Casey Hansen

Profile
- Position: Quarterback

Personal information
- Born: February 2, 1985 (age 41) Norco, California
- Listed height: 6 ft 5 in (1.96 m)
- Listed weight: 235 lb (107 kg)

Career information
- High school: Norco (CA)
- College: Norfolk State(Oregon St.)
- NFL draft: 2008: undrafted

Career history
- Philadelphia Eagles (2008)*; Spokane Shock (2009, 2011);
- * Offseason or practice squad member only

Career AFL statistics
- Completions-Attempts: 42-78
- Yards: 441
- Touchdowns: 13
- Interceptions: 0
- Rating: 91.13
- Stats at ArenaFan.com

= Casey Hansen =

American football player (born 1985)

Casey Hansen (born February 2, 1985) is an American former football quarterback. He was signed by the Philadelphia Eagles as an undrafted free agent in 2008. He played college football at Norfolk State as the starting quarterback in 2006 and 2007.

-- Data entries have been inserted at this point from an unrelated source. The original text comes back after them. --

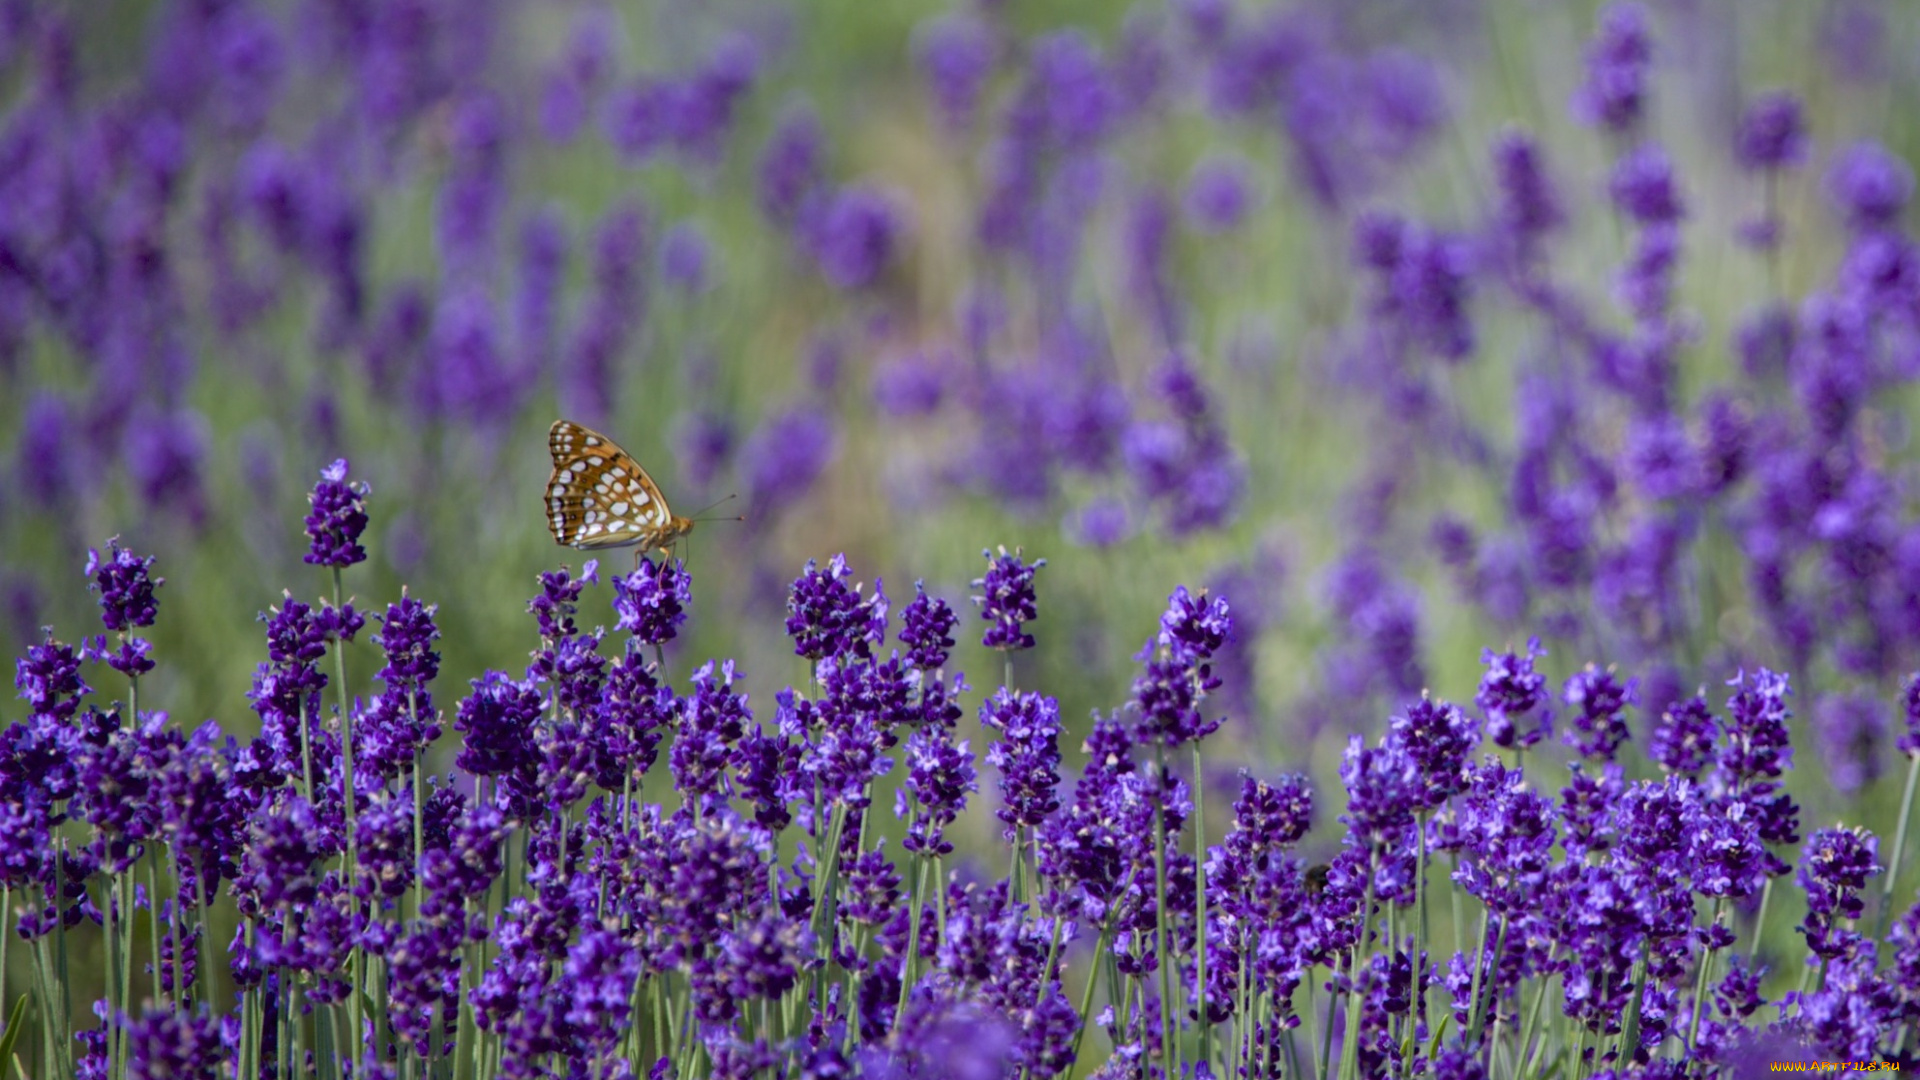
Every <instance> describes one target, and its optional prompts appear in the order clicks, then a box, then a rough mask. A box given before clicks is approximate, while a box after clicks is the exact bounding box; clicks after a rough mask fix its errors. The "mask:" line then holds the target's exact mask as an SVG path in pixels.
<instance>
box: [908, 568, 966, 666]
mask: <svg viewBox="0 0 1920 1080" xmlns="http://www.w3.org/2000/svg"><path fill="white" fill-rule="evenodd" d="M958 623H960V617H958V615H954V609H952V607H948V605H947V601H945V600H941V598H937V596H927V588H925V582H918V580H916V582H914V600H912V601H910V603H908V605H906V611H902V613H900V644H902V646H906V663H910V665H914V667H918V669H920V671H939V669H943V667H947V657H948V655H950V651H952V648H954V640H952V630H954V626H956V625H958Z"/></svg>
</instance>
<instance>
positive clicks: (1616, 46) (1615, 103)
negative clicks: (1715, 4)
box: [1572, 0, 1653, 133]
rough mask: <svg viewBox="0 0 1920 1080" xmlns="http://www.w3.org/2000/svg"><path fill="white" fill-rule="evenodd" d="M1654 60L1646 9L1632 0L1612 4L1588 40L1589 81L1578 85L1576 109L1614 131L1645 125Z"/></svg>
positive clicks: (1586, 59) (1588, 75)
mask: <svg viewBox="0 0 1920 1080" xmlns="http://www.w3.org/2000/svg"><path fill="white" fill-rule="evenodd" d="M1651 60H1653V38H1651V29H1649V27H1647V10H1645V8H1642V6H1640V4H1634V2H1632V0H1615V2H1611V4H1607V6H1605V8H1603V10H1601V12H1599V29H1597V31H1596V33H1594V38H1592V40H1590V42H1588V46H1586V81H1584V83H1580V88H1578V90H1574V98H1572V111H1574V115H1576V117H1578V119H1582V121H1584V123H1592V125H1599V127H1605V129H1607V131H1615V133H1628V131H1634V129H1636V127H1640V121H1642V117H1644V113H1645V92H1647V69H1649V65H1651Z"/></svg>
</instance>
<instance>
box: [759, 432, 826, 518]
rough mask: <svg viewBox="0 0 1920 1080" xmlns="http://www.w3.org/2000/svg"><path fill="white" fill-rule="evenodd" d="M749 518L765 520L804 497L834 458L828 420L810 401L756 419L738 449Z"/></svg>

Hansen also played for the Spokane Shock of the Arena Football League.

==Early life==
Hansen attended Norco High School in Norco, California and was a student and a letterman in football and baseball.

==Professional career==
Hansen was signed by the Philadelphia Eagles as an undrafted free agent in 2008. He was released prior to training camp. In his rookie season, with the ArenaCup-winning Spokane Shock, he played in 11 games and had a quarterback rating of 141.02. Hansen threw for 447 and thirteen touchdowns for the Shock in 2011.